W zamian za to, że kierowcy przesiądą się do samochodów napędzanych energią elektryczną, Uber zobowiązuje się przekazać jakieś profity, najpewniej w formie wyższej prowizji i dopłat do wynagrodzeń. Łatwo jednak policzyć, że aby inwestycja w elektryka się zwróciła, to kierowca musiałby naprawdę wykręcać niezłe wyniki na przewozach.

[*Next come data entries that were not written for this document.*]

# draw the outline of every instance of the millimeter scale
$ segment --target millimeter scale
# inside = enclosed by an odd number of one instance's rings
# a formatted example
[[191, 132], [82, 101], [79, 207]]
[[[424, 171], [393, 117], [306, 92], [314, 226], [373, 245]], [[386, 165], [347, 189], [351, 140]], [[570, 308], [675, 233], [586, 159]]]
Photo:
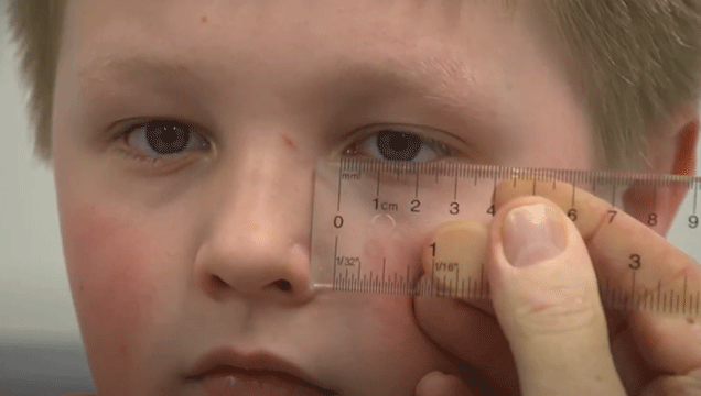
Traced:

100% elektryków, ale nie wszędzie
Oczywiście jak to zawsze bywa w takich głośnych zapowiedziach są jakieś haczyki. Tutaj takowym jest fakt, że 100% elektryków do 2030 roku będzie, ale „tylko” w Stanach Zjednoczonych, Kanadzie i Europie. Pozostała część świata otrzyma EV do 2040 roku. Dalej jest to dość ambitne w moim odczuciu, ale trzymam kciuki za Ubera.
Dopłata dla kierowców
Już teraz Uber wprowadził specjalną dopłatę w testowych miastach. Program obejmuje na tę chwilę 15 miast w Stanach Zjednoczonych i Kanadzie. Uber Green to bonus za jazdę elektrycznym autem. Kwota nie jest duża, bo wynosi +1,5 dolara za przejazd. Właściciele hybryd dostaną za swoje pojazdy 50 centów bonusu. Dobre i to, ale czy jest to odpowiednia motywacja do inwestycji, jaką jest wymiana samochodu na elektryczny?
Na pewno inicjatywa Ubera jest szczytna i chwała im za chęć wprowadzenia mody na zieloną energię. W przypadku Ubera liczba kierowców na całym świecie stale rośnie i łatwo sobie wyobrazić, jak gigantyczny ślad węglowy pozostawiają oni na planecie.